Architecture Monolith
Overview
Use this skill to design modular monoliths that preserve internal autonomy without introducing distributed-system overhead.
Scope Boundaries
- Product scope or team size favors a single deployable unit.
- Cross-domain workflows require strong transactional consistency.
- Operational simplicity is a top constraint.
Core Judgments
- Module boundaries: domain cohesion and dependency direction inside one codebase.
- Internal contracts: which module APIs are allowed and how enforced.
- Data ownership in shared database: logical ownership and write access discipline.
- Future extraction seams: where boundaries should support later service splits.
Practitioner Heuristics
- Treat modules like products with stable public interfaces.
- Forbid cross-module database writes except through explicit module APIs.
- Keep shared kernel minimal and intentionally versioned.

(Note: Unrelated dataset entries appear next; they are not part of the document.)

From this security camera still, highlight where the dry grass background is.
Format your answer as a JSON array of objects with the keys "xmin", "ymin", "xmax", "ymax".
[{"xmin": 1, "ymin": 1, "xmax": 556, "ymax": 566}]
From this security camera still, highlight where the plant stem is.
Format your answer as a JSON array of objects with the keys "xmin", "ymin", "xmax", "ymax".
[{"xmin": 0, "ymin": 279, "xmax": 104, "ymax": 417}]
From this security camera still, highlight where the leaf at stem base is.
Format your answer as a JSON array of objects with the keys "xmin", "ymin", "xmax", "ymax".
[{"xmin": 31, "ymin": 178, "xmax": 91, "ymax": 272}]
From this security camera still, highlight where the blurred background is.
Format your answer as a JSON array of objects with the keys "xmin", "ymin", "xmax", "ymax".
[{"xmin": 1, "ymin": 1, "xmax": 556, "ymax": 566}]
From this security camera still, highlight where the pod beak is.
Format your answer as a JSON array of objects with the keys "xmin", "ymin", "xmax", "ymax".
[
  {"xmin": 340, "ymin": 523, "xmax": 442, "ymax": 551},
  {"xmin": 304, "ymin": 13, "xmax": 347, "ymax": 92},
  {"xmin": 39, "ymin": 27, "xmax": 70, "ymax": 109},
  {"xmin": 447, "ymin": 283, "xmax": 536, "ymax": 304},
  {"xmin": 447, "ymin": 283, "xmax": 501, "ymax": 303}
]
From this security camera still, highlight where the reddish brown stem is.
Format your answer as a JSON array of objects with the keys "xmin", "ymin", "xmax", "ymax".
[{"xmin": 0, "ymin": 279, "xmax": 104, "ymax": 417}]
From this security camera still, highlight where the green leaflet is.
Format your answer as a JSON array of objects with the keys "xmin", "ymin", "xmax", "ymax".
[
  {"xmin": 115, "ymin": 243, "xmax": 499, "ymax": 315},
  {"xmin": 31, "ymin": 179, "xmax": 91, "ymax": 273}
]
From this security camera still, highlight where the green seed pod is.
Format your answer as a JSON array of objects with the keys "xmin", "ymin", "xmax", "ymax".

- In dynamic languages, define explicit module interface types to avoid ad hoc maps and pervasive casts at boundaries.
Workflow
- Partition core domains into modules with clear responsibility.
- Define allowed dependency directions and anti-corruption boundaries.
- Specify module-level contracts for commands, queries, and events.
- Align transactional scope with module invariants.
- Add observability by module to expose coupling hotspots.
- Record extraction candidates and triggers for future decomposition.
Common Failure Modes
- Modular monolith degrades into "big ball of mud" via unrestricted imports.
- Shared tables bypass module contracts and break ownership.
- Runtime simplicity hides growing conceptual complexity.
Failure Conditions
- Stop when module boundaries cannot be enforced in code review/tooling.
- Stop when critical invariants span modules without clear ownership.
- Escalate when required independent scaling/deployment is no longer feasible.